Lionsgate Studios Yonkers, a sprawling complex on the Hudson River just outside NYC, opened in January of 2022. The one-million square foot project, also developed by Great Point, is adding sound stages and support space as it expands. The partners, along with the New Jersey Performing Arts Center, most recently announced a $125 million+ project on 12 acres in Newark, the first purpose-built studio in New Jersey specifically constructed for TV and film production.

Halmi, founder of the Hallmark Channel and producer of over 400 film and TV projects, has been raising facilities to meet the needs of an evolving entertainment industry in relevant locations amid an ongoing crunch for studio space, which never remotely caught up with the streaming-fueled boom in production — regardless of any slower growth the industry may be seeing now.

“The state of Georgia has seen a record year in terms of film and television productions. With the rising demand for production facilities, a studio location in Atlanta was an ideal next step for our partnership with Lionsgate as we continue to bring best-in-class production facilities to the East Coast,” said Halmi.

Georgia’s tax incentives, first passed in 2005, have become the most generous in the country and continue to aggressively attract production to the state, making it a global hub.

“When the pandemic struck, we worked hard in Georgia to communicate with our partners in the Georgia film, TV, and streaming industries. Together, we forged a safe and appropriate path to allow the film industry to return to operations and deliver Georgia Made productions to eager consumers all around the world,” said Gov. Brian Kemp. “Because of this partnership approach and the resiliency of our state’s film and television infrastructure, we are once again enjoying incredible growth and investment from industry leaders like Lionsgate and Great Point Studios.

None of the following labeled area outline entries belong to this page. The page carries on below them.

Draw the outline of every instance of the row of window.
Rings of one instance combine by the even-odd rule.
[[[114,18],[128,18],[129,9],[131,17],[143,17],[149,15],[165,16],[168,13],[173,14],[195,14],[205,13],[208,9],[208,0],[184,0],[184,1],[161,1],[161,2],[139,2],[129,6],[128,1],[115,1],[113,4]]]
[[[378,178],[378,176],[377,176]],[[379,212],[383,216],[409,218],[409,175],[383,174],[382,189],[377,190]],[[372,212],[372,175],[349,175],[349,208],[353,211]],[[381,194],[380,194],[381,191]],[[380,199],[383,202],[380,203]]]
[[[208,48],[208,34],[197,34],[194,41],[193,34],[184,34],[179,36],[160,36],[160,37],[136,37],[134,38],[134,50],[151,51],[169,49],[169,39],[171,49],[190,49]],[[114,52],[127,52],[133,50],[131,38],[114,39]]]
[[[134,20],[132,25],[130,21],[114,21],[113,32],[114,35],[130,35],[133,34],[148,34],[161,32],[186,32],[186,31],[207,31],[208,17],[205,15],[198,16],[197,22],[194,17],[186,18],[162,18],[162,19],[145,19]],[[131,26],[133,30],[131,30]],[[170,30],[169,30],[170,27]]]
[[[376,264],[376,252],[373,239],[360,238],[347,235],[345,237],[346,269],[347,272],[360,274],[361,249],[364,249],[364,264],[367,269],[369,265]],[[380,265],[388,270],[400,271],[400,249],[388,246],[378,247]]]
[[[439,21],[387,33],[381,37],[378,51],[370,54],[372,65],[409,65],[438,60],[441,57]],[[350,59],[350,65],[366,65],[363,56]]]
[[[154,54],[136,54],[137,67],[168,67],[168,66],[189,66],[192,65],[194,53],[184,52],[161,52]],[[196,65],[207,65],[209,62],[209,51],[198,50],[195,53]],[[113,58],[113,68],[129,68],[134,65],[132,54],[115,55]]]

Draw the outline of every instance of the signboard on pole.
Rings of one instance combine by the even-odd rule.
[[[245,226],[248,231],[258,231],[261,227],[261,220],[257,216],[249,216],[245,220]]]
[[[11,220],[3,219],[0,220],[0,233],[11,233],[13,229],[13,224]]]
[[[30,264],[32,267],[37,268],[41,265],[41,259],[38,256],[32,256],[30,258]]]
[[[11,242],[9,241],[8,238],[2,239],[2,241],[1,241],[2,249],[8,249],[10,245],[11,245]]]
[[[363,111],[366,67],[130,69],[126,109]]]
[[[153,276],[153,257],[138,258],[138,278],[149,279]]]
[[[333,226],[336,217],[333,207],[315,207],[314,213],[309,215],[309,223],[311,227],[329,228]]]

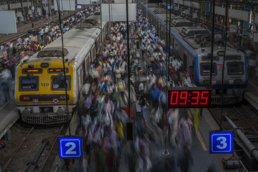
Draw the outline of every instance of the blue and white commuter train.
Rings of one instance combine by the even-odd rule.
[[[184,66],[193,67],[193,79],[198,86],[207,86],[210,84],[211,67],[211,34],[203,28],[193,26],[193,23],[180,16],[171,15],[169,25],[169,11],[161,8],[154,4],[148,4],[147,13],[145,2],[141,3],[142,13],[147,13],[149,22],[155,26],[156,31],[165,41],[169,40],[170,28],[171,45],[172,55],[180,57]],[[167,21],[168,23],[167,23]],[[167,25],[167,30],[166,31]],[[166,39],[165,38],[167,38]],[[221,103],[221,84],[223,82],[223,102],[225,104],[233,104],[242,101],[244,91],[248,81],[246,57],[243,53],[227,45],[225,63],[223,69],[224,53],[224,41],[215,38],[214,44],[212,70],[211,103]],[[223,70],[224,70],[224,81],[222,81]]]

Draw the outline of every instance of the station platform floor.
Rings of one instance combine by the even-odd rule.
[[[249,79],[243,98],[258,112],[258,81]]]
[[[14,79],[11,80],[10,83],[10,89],[7,93],[7,102],[4,102],[5,98],[1,91],[0,93],[0,139],[19,118],[18,110],[15,108],[13,98]]]
[[[75,134],[76,124],[78,122],[75,121],[75,115],[73,117],[70,123],[72,134]],[[236,171],[236,170],[225,170],[223,167],[223,164],[221,161],[222,158],[224,156],[231,156],[232,154],[210,154],[209,153],[209,131],[219,129],[219,126],[208,110],[204,109],[203,116],[200,118],[198,130],[196,131],[196,136],[192,136],[193,144],[191,152],[193,160],[193,164],[191,166],[189,171],[207,171],[210,166],[212,166],[213,168],[215,170],[214,171],[235,172]],[[69,134],[69,131],[67,130],[66,135]],[[123,151],[127,149],[127,146],[129,145],[129,142],[130,142],[132,141],[128,141],[127,144],[124,146],[123,148]],[[156,153],[154,150],[153,150],[152,156],[150,157],[152,164],[156,162],[158,156],[158,154]],[[128,171],[125,163],[125,158],[124,156],[123,158],[120,159],[120,166],[118,168],[118,171],[123,172]],[[94,155],[91,156],[91,161],[92,168],[90,169],[89,171],[95,171]],[[59,155],[58,154],[53,162],[50,171],[51,172],[55,171],[57,163],[58,164],[60,172],[76,171],[74,167],[72,164],[70,164],[69,167],[69,170],[67,170],[66,168],[66,166],[64,165],[64,161],[63,159],[59,158]],[[175,171],[181,171],[179,168],[176,166],[176,166]]]

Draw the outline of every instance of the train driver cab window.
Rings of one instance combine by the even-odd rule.
[[[19,79],[20,91],[38,91],[38,76],[21,76]]]
[[[209,75],[211,70],[211,64],[208,62],[207,63],[202,63],[200,64],[201,73],[202,75]],[[217,67],[215,63],[213,63],[212,68],[212,74],[217,75]]]
[[[243,75],[243,67],[242,62],[230,62],[227,64],[228,74],[229,75]]]
[[[175,50],[174,50],[175,53],[175,55],[176,57],[177,57],[178,54],[178,46],[176,43],[175,43]]]
[[[61,74],[58,75],[51,77],[51,90],[65,90],[65,84],[67,90],[71,90],[71,76],[65,76],[66,81],[64,81],[63,75]]]

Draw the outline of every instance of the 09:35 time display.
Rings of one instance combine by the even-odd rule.
[[[170,108],[208,107],[211,104],[210,90],[174,91],[169,91]]]

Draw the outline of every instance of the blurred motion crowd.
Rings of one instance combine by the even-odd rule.
[[[135,30],[139,25],[139,32],[131,36],[140,40],[145,66],[138,67],[135,53],[128,52],[126,23],[112,22],[103,50],[96,53],[90,67],[77,110],[76,134],[83,135],[84,158],[66,160],[67,170],[72,162],[77,171],[88,171],[93,157],[98,172],[123,171],[120,167],[123,157],[127,170],[132,172],[178,168],[186,172],[193,164],[192,137],[198,130],[201,110],[166,108],[167,84],[170,87],[195,86],[192,67],[186,69],[179,57],[170,55],[155,27],[146,23],[140,10],[137,13],[139,20],[134,23]],[[166,59],[170,61],[167,69]],[[138,80],[136,75],[143,76]],[[129,119],[134,121],[132,141],[125,137]],[[158,153],[164,150],[166,141],[173,155],[165,159]]]

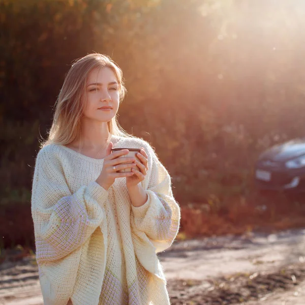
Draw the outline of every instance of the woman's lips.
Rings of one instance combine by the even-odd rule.
[[[99,110],[104,110],[104,111],[110,111],[112,108],[110,107],[105,107],[98,108]]]

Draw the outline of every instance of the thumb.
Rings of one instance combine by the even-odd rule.
[[[111,153],[111,148],[113,146],[113,143],[112,142],[110,142],[108,146],[107,146],[107,149],[106,149],[106,156],[109,156]]]

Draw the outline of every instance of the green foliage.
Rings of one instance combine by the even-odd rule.
[[[0,5],[3,204],[29,203],[38,139],[65,74],[93,51],[122,68],[129,93],[119,121],[156,147],[181,204],[247,194],[258,154],[303,135],[299,0]]]

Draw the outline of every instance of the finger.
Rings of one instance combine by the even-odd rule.
[[[113,146],[113,143],[112,142],[110,142],[108,146],[107,146],[107,148],[106,149],[106,155],[109,156],[111,153],[111,148]]]
[[[126,169],[127,168],[132,168],[133,167],[135,168],[137,166],[135,163],[124,163],[124,164],[119,164],[118,165],[116,165],[115,170],[116,171],[118,171],[119,170],[121,170],[122,169]],[[114,171],[113,168],[111,167],[110,168],[110,172],[111,171]]]
[[[143,156],[144,156],[144,157],[145,157],[145,158],[146,158],[146,159],[148,159],[148,156],[147,156],[147,154],[146,153],[145,149],[143,147],[142,147],[141,148],[141,150],[140,151],[141,154],[142,154],[142,155],[143,155]]]
[[[131,170],[135,174],[136,174],[138,176],[138,178],[139,178],[140,180],[144,180],[145,176],[141,172],[139,172],[137,169],[136,169],[135,168],[132,168]]]
[[[137,160],[136,161],[136,164],[138,166],[138,167],[140,169],[141,172],[144,174],[146,175],[146,167],[144,164],[142,164],[141,162],[139,162]]]
[[[142,163],[145,165],[145,167],[148,163],[148,160],[144,155],[138,152],[137,154],[137,157],[140,159]]]
[[[118,164],[121,164],[121,163],[131,163],[132,162],[135,162],[135,161],[136,159],[133,157],[121,157],[110,160],[107,162],[107,164],[113,166],[114,165],[117,165]]]
[[[126,172],[125,173],[113,173],[112,174],[110,174],[110,175],[112,176],[113,178],[115,179],[116,178],[122,178],[123,177],[130,177],[130,176],[132,176],[134,174],[134,173],[132,172]]]
[[[109,155],[106,158],[108,160],[112,160],[116,158],[120,157],[121,156],[127,155],[129,152],[129,150],[128,149],[121,149],[121,150],[118,150],[117,151],[114,151],[114,152],[110,154],[110,155]]]

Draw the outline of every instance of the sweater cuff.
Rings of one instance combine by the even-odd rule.
[[[136,218],[143,218],[146,214],[147,210],[150,205],[150,202],[151,202],[151,195],[150,194],[150,192],[146,191],[146,193],[147,195],[147,200],[146,202],[141,206],[134,206],[132,204],[131,205],[131,208],[132,211]]]
[[[106,191],[96,181],[92,181],[89,183],[87,188],[88,191],[93,199],[99,203],[101,202],[101,199],[103,199],[103,197],[108,197],[108,191]]]

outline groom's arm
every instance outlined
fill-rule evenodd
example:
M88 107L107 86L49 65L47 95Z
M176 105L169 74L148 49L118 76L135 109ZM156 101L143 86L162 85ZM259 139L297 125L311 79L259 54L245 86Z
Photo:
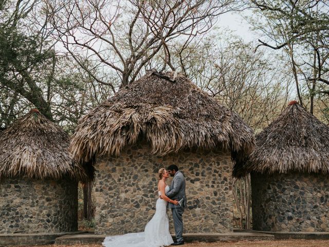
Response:
M172 189L170 190L166 194L169 198L172 198L176 196L179 191L182 184L182 179L180 177L177 177L174 180L174 185Z

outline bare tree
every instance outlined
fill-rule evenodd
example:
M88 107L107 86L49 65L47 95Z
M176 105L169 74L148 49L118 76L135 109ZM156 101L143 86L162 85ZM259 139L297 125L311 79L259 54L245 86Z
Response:
M57 0L48 2L52 24L65 48L95 80L111 86L85 66L81 52L117 73L124 86L159 52L173 70L171 42L186 44L207 32L218 15L237 8L234 0Z
M257 47L284 51L289 61L300 103L313 114L315 97L329 95L327 1L252 0L250 3L256 10L255 28L267 39L259 40Z

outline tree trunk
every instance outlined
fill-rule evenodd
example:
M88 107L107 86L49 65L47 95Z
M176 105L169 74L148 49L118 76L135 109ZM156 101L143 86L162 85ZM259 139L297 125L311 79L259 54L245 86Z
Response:
M90 182L84 184L82 186L83 190L83 218L90 221L94 216L94 207L92 198L93 184Z

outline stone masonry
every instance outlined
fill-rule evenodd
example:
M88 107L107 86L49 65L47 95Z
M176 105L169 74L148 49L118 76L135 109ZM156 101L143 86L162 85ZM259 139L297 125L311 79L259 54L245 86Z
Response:
M75 231L77 218L78 184L71 180L0 181L0 234Z
M329 174L251 174L254 230L329 232Z
M233 230L232 162L222 151L180 151L165 156L150 153L139 143L120 156L99 158L95 185L96 234L144 231L155 210L157 172L176 164L186 180L184 233L229 233ZM168 181L170 184L172 178ZM174 233L171 210L170 232Z

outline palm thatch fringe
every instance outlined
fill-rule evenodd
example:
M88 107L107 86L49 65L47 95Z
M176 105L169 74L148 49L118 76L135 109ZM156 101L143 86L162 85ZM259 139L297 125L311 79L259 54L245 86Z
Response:
M78 121L70 149L85 163L119 155L142 136L152 153L224 149L239 161L253 148L253 131L180 74L150 72L90 111Z
M58 126L33 109L0 134L0 178L92 179L68 152L69 139Z
M234 167L236 177L252 171L329 172L329 127L296 101L257 135L256 142L245 165Z

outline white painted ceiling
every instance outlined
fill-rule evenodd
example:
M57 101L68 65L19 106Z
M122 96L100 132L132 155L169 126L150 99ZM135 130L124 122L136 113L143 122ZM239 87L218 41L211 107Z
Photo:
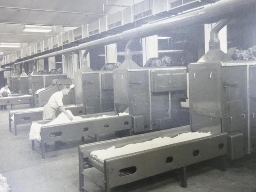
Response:
M28 46L90 23L102 18L112 8L104 6L103 10L103 4L107 1L109 4L116 4L118 1L1 0L0 42L19 42L22 46ZM47 33L23 32L25 24L56 27ZM20 49L0 48L0 52L4 52L6 55Z

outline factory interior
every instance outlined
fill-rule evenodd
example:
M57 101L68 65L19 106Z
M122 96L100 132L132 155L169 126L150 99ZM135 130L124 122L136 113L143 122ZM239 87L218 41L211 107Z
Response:
M256 0L0 11L0 192L256 192Z

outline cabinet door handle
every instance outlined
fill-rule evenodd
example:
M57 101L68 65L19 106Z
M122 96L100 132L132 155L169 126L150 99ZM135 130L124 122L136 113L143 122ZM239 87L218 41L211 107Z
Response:
M254 119L254 113L251 113L250 114L252 115L252 118Z
M241 114L241 115L243 115L243 119L244 120L245 120L245 114Z

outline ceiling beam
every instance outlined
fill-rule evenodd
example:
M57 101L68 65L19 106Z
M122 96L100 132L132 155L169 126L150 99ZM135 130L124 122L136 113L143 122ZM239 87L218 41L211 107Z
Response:
M11 25L41 25L42 26L55 26L55 27L80 27L81 26L70 26L70 25L65 25L65 26L63 26L63 25L47 25L46 24L39 24L39 23L17 23L17 22L1 22L0 21L0 24L11 24Z
M2 8L3 9L14 9L26 10L29 11L46 11L46 12L62 13L73 13L75 14L85 15L101 15L101 16L106 15L105 14L101 14L101 13L77 12L74 12L74 11L57 11L55 10L39 9L32 9L30 8L15 7L5 7L4 6L0 6L0 8Z
M54 35L50 35L43 34L26 34L26 33L0 33L0 35L28 35L28 36L47 36L53 37Z

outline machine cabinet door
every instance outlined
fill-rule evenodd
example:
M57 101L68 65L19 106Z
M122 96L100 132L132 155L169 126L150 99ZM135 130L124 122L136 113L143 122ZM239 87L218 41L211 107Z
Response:
M189 72L191 113L221 116L222 87L219 66L217 64L205 66L191 65Z
M228 132L243 130L245 128L246 119L246 115L243 112L243 101L230 101L228 104Z
M187 89L187 72L185 70L152 71L151 81L152 92Z
M250 126L256 127L256 100L251 99L250 102Z
M256 99L256 66L250 66L250 96Z
M133 96L132 114L143 114L147 112L147 94L145 93L135 94Z

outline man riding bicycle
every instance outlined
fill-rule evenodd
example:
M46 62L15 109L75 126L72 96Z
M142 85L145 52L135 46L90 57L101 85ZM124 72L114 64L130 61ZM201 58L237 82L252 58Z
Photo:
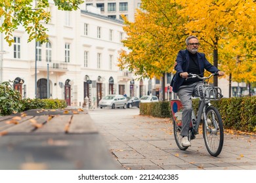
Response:
M188 37L186 39L186 49L180 50L176 58L177 65L175 69L177 73L171 80L171 86L173 87L173 92L177 93L183 106L181 143L183 146L190 146L191 143L188 136L192 112L191 97L195 95L198 86L202 83L197 77L189 80L186 78L188 73L196 74L202 77L204 69L211 73L217 73L219 76L223 76L224 73L211 65L204 54L198 52L200 43L196 37Z

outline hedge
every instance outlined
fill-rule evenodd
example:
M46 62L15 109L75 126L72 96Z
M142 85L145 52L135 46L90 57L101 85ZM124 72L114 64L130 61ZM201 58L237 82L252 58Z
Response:
M198 107L199 99L193 99L192 105ZM219 110L224 127L245 132L256 132L256 96L223 98L211 103ZM140 103L140 114L159 118L172 118L170 103Z
M67 107L65 100L22 99L20 93L14 90L13 82L0 83L0 116L23 112L30 109L63 108Z

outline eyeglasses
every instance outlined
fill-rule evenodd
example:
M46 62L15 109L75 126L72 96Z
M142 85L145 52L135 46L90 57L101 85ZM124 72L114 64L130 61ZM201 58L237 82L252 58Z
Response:
M199 42L196 42L196 43L188 43L188 45L196 45L196 46L198 46L198 45L200 45L200 44L199 44Z

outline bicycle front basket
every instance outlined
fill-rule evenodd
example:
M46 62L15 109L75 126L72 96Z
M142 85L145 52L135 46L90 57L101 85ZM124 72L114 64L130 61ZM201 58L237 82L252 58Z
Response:
M207 86L204 88L204 96L206 99L219 100L223 97L221 94L221 89L219 87Z

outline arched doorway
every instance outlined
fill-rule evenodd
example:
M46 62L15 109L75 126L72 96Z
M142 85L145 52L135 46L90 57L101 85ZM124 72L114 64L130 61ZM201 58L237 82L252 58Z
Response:
M110 77L108 80L108 94L114 94L114 78L113 77Z
M39 79L37 81L37 97L39 99L47 98L47 80L45 78Z
M130 96L133 97L134 95L134 80L130 80Z
M70 80L67 79L65 82L65 101L67 103L67 105L70 105L71 101L70 101Z
M92 81L90 80L90 78L88 75L85 75L84 82L83 82L83 99L87 97L89 98L89 84L91 84Z
M140 97L144 95L144 88L143 88L143 80L140 79Z
M97 106L98 102L102 98L102 80L101 76L98 76L97 79Z
M16 78L14 80L14 90L18 91L18 92L20 93L20 97L22 96L22 84L24 82L24 80L19 77Z

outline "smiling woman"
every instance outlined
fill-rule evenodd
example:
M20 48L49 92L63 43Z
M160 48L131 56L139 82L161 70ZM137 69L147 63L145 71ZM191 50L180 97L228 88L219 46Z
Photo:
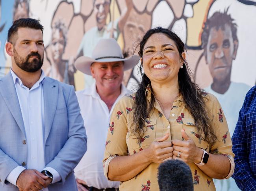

These projects will support hardworking Georgians and ensure that we are a top producer of television shows and feature films for years to come.”

Lee Thomas, Director of the Georgia Film Office noted, “From the early years of the film office, Georgia has had a great relationship with both Robert Halmi Jr. and Robert Halmi Sr. in their roles at Hallmark Entertainment and Robert Halmi Productions, and we are excited to begin this next chapter with Robert Halmi Jr. and Great Point Studios. We are thrilled that Great Point Studios has chosen Douglasville for this exciting project, and we look forward to partnering with Lionsgate on film and television projects for decades to come.”

The project is being developed by a joint venture of Great Point and its institutional partner, an affiliate of private investment firm Lindsay Goldberg. Great Point Studios, founded by Halmi and longtime media and entertainment investment banker Fehmi Zeko, has been expanding into new studio investment/management businesses in North America and the U.K.

The Atlanta studio initiative was shepherded for Lionsgate by its CFO James Barge.